WELLINGTON, iNews.id – Perdana Menteri Selandia Baru, Jacinda Ardern, membantah klaim China soal temuan Covid alias virus corona pada produk daging beku impor. Dia merasa yakin tidak ada produk daging yang diekspor dari negeri kiwi yang membawa Covid-19.
Akhir pekan kemarin, pihak berwenang di Kota Jinan, China, mengaku telah mendeteksi virus corona pada produk kemasan daging dan babat sapi yang dibekukan dari Selandia Baru, Brasil, dan Bolivia. Sementara itu, dua ibu kota provinsi lainnya di Tiongkok juga mengklaim telah mendeteksi virus itu pada kemasan daging babi beku dari Argentina.
Ardern mengatakan, Selandia Baru diberi tahu bahwa telah ada hasil tes positif Covid pada kemasan produk daging sapi dari Argentina. Beberapa produk sejenis dari Selandia Baru yang berada di gudang pendingin yang sama dengan produk yang terdeteksi positif Covid itu telah dikembalikan ke negara asalnya.

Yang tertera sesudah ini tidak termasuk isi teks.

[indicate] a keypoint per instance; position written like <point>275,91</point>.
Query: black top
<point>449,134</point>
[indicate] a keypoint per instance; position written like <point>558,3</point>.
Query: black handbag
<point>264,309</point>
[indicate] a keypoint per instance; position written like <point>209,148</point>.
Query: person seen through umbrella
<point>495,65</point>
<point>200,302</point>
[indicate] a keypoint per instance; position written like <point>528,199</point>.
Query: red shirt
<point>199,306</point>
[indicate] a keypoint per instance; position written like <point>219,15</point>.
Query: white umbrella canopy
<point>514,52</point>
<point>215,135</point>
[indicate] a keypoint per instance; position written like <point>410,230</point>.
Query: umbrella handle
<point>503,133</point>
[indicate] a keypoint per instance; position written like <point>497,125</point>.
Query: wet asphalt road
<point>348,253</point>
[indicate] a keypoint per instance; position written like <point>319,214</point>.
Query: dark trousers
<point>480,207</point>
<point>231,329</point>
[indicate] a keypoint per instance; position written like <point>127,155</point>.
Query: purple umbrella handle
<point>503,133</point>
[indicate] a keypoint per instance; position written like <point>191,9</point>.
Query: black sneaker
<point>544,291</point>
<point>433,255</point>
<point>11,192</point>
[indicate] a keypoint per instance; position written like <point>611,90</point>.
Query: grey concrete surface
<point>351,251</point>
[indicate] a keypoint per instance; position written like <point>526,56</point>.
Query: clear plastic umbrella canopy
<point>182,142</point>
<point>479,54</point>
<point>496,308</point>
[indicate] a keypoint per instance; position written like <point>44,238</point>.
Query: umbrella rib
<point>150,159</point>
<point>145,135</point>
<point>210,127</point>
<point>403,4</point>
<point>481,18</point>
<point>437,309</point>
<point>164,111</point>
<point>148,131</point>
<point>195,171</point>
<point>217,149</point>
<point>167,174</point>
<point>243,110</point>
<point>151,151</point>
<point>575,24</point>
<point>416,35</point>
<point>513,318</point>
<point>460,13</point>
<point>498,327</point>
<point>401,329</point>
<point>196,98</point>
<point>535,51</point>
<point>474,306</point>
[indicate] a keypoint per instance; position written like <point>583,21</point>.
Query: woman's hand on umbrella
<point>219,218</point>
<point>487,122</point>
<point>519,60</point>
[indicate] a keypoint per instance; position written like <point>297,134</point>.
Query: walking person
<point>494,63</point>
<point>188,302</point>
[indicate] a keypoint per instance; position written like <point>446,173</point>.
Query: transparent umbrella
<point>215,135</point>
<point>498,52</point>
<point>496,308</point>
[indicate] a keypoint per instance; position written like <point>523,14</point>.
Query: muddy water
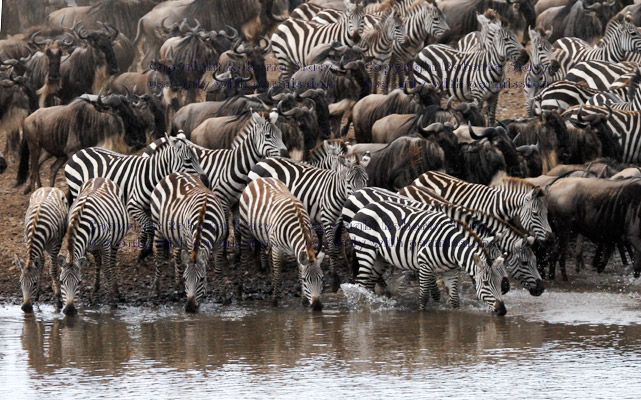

“Kami tidak diberi tahu bahwa produk (daging sapi) Selandia Baru itulah yang dinyatakan positif Covid-19,” katanya, Senin (16/11/2020), dikutip Reuters.
“(Informasi yang detail) ini sangat penting bagi Selandia Baru. Kami yakin bahwa produk kami tidak membawa Covid, dan tidak diekspor dengan tanda Covid, mengingat status kami pada dasarnya bebas Covid,” ujarnya.